The frame was modeled using component models developed by previous researchers (CFT distributed plasticity, wide flange beam, and connection) in addition to a panel zone model created for this research. Before the experimental tests, the prototype structure was analyzed to assess its performance under the various seismic hazard levels. After the experimental tests, to test the performance of the analytical model, the experiments were recreated in the analytical model. An overall good agreement was found between the experimental and analytical results.
Experimental Study, Results, and Discussion
The prototype building was six bays by six bays with four stories and a basement. The lateral resistance system consisted of two four bay moment resisting frames in the perimeter of the building in either direction. The test structure was a three-fifths scale model of two of the bays of one of the moment resisting frames. The square steel tubes for the columns had a side length of 12 in., a thickness of 0.35 in., and a yield strength of 81 ksi. The concrete was measured to have a compressive strength of 9.8 ksi. The beams were A992 wide flange beams with a nominal yield strength of 50 ksi. Split-tee connections were used at all beam-to-column joints. The concrete slabs were excluded from the test structure to facilitate easier measurement of the internal forces in the beams.
The physical model was coupled with an analytical leaning column which represented a portion of the interior gravity frame. Loads were applied to the structure with actuators at each of the four floors. The load from the actuator was distributed to both bays of the test frame with a loading beam. The loading beams also simulated the restraint imposed by the floor slab.
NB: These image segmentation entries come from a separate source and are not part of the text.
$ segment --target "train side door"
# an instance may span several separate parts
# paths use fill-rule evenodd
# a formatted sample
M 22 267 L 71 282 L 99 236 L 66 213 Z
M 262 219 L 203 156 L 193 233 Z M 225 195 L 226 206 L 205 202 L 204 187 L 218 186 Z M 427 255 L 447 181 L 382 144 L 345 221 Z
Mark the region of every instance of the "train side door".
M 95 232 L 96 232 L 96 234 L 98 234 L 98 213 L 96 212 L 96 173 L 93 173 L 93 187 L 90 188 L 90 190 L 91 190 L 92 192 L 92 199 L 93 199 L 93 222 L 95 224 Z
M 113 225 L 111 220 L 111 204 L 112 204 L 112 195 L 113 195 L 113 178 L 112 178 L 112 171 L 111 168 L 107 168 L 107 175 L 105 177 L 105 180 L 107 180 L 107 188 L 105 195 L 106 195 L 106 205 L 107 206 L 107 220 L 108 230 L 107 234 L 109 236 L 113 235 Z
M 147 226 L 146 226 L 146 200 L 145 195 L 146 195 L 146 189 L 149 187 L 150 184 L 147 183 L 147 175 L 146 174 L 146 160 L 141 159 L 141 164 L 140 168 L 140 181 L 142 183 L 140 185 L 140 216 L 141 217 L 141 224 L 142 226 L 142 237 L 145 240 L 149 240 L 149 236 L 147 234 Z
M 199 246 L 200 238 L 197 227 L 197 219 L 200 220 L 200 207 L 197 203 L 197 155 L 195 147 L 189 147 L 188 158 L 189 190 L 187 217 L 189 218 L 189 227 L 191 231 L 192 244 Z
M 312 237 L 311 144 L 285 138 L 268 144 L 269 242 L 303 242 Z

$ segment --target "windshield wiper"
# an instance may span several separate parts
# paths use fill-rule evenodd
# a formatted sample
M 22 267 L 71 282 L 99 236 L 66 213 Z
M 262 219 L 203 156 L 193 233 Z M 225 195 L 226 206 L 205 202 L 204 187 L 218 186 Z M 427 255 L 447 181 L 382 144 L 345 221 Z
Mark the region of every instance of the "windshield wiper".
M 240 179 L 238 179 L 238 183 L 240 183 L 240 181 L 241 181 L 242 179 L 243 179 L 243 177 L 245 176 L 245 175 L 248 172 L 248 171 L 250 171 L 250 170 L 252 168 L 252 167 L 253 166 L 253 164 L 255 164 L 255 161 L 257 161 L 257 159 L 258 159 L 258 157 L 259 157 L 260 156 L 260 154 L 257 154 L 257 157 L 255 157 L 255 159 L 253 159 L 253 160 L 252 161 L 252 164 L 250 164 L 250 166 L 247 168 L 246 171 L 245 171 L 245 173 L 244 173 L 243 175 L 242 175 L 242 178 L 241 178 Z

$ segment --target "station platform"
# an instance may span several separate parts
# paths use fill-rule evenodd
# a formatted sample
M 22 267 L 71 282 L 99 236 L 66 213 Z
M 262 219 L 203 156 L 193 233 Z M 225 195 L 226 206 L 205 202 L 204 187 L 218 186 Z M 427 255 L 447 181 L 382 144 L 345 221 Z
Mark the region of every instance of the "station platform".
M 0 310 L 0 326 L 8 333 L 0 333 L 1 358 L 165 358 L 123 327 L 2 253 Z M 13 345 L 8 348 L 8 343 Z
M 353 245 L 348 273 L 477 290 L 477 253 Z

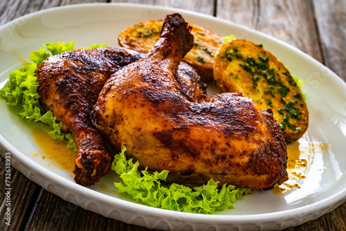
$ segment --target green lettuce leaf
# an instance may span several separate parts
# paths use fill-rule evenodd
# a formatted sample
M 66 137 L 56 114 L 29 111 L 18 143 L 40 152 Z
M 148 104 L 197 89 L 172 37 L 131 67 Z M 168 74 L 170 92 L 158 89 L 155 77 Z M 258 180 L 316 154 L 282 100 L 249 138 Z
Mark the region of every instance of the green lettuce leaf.
M 72 134 L 64 133 L 62 124 L 57 122 L 56 118 L 51 111 L 45 112 L 39 102 L 39 95 L 37 93 L 39 86 L 35 72 L 38 66 L 48 57 L 57 55 L 66 50 L 74 49 L 74 42 L 56 42 L 44 44 L 46 49 L 41 48 L 39 51 L 32 51 L 30 54 L 31 63 L 26 63 L 17 70 L 9 75 L 8 81 L 0 90 L 0 97 L 4 99 L 8 105 L 19 106 L 19 115 L 28 122 L 41 122 L 48 124 L 51 129 L 48 133 L 57 140 L 67 142 L 67 147 L 77 151 L 77 146 L 73 141 Z M 104 46 L 105 45 L 101 45 Z M 93 44 L 92 48 L 99 47 Z M 50 53 L 51 54 L 50 54 Z
M 165 179 L 168 171 L 149 173 L 147 169 L 138 170 L 139 163 L 127 160 L 126 148 L 114 156 L 111 169 L 120 175 L 122 181 L 114 183 L 118 192 L 126 192 L 135 201 L 155 207 L 198 214 L 214 214 L 216 211 L 233 209 L 234 202 L 252 192 L 248 188 L 233 185 L 218 187 L 218 182 L 210 179 L 201 187 L 168 184 Z

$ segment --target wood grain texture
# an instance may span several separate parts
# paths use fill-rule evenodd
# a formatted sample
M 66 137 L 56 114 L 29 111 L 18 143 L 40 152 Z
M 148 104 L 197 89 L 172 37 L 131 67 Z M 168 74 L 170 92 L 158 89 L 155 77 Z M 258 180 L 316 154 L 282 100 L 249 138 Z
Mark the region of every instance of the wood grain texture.
M 0 26 L 37 10 L 88 0 L 0 1 Z M 271 35 L 324 63 L 344 80 L 346 1 L 344 0 L 112 0 L 174 7 L 230 20 Z M 216 6 L 216 8 L 215 8 Z M 5 161 L 0 158 L 0 230 L 151 230 L 105 218 L 64 201 L 12 169 L 12 216 L 3 228 Z M 314 221 L 289 230 L 346 230 L 346 203 Z M 6 228 L 6 227 L 5 227 Z
M 309 1 L 219 0 L 217 8 L 224 9 L 217 10 L 217 17 L 272 35 L 322 61 Z

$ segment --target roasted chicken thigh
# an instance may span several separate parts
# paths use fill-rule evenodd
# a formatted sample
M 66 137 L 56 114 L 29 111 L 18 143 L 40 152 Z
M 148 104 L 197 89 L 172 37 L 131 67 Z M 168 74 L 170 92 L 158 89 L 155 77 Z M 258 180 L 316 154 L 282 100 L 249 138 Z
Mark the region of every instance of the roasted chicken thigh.
M 74 170 L 76 183 L 91 185 L 109 170 L 111 156 L 91 124 L 92 107 L 111 74 L 145 56 L 122 48 L 67 51 L 49 57 L 36 71 L 41 104 L 62 122 L 63 131 L 73 135 L 78 149 Z M 187 64 L 180 64 L 176 79 L 181 93 L 190 100 L 205 93 L 199 76 Z
M 113 74 L 100 93 L 93 122 L 113 148 L 168 180 L 201 185 L 212 178 L 251 189 L 287 178 L 282 132 L 270 110 L 241 93 L 194 100 L 174 74 L 193 46 L 190 27 L 167 15 L 161 38 L 143 59 Z

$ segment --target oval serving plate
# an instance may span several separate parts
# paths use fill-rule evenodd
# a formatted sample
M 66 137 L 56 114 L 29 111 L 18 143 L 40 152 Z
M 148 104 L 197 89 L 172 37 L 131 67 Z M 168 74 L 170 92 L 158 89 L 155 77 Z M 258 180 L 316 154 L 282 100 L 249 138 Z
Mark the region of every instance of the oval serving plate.
M 11 153 L 11 163 L 30 180 L 64 200 L 104 216 L 160 230 L 207 230 L 257 228 L 280 230 L 300 225 L 331 211 L 346 200 L 346 84 L 322 64 L 272 37 L 228 21 L 193 12 L 135 4 L 82 4 L 28 15 L 0 28 L 0 87 L 8 73 L 45 43 L 75 41 L 75 47 L 92 44 L 118 46 L 118 35 L 141 21 L 163 19 L 179 12 L 187 21 L 222 35 L 235 35 L 262 44 L 289 66 L 302 86 L 309 107 L 309 127 L 299 142 L 309 148 L 311 165 L 301 187 L 285 194 L 258 191 L 235 203 L 235 210 L 215 215 L 168 211 L 136 203 L 118 194 L 112 177 L 84 187 L 71 172 L 33 154 L 40 148 L 31 129 L 0 100 L 0 145 Z M 211 92 L 209 92 L 210 93 Z M 327 148 L 318 150 L 319 144 Z M 316 173 L 318 173 L 317 174 Z M 102 185 L 101 187 L 100 185 Z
Using the pseudo-dynamic hybrid method, a series of four tests were performed. The test corresponded to different seismic hazard levels. First, the frame was subjected to a frequently occurring earthquake. The maximum roof displacement was measured as 0.6% of the building height and the structure remained primarily elastic. Second, the frame was subjected to a design basis earthquake. The maximum roof displacement was measured as 3.0% of the building height and the frame experienced inelastic deformation but no significant strength degradation. After this test the frame was straightened to eliminate the residual drift. Third, the frame was subjected to a maximum considered earthquake. The maximum roof displacement was measured as 3.7% of the building height. Plastic hinges formed in the beams and a crack developed at the bottom of the first story middle column, resulting in a drop in shear capacity. Lastly, the frame was subjected to a second design basis earthquake, representing an aftershock. The maximum roof displacement was measured as 3.3% of the building height. The crack from the previous test propagated and another crack was formed, however the frame did not collapse.
Herrera, R., Ricles, J., and Sause, R. (2006). “Experimental Study of a Large-Scale Composite MRF System with CFT Columns under Seismic Loading,” Proceedings of the 8th U.S. National Conference on Earthquake Engineering, San Francisco, California, 18-22 April 2006, EERI, Oakland, California.
Herrera, R. A., Ricles, J. M., and Sause, R. (2008). “Seismic Performance Evaluation of a Large-Scale Composite MRF Using Pseudodynamic Testing.” Journal of Structural Engineering, Vol. 134, No. 2, pp. 279-288.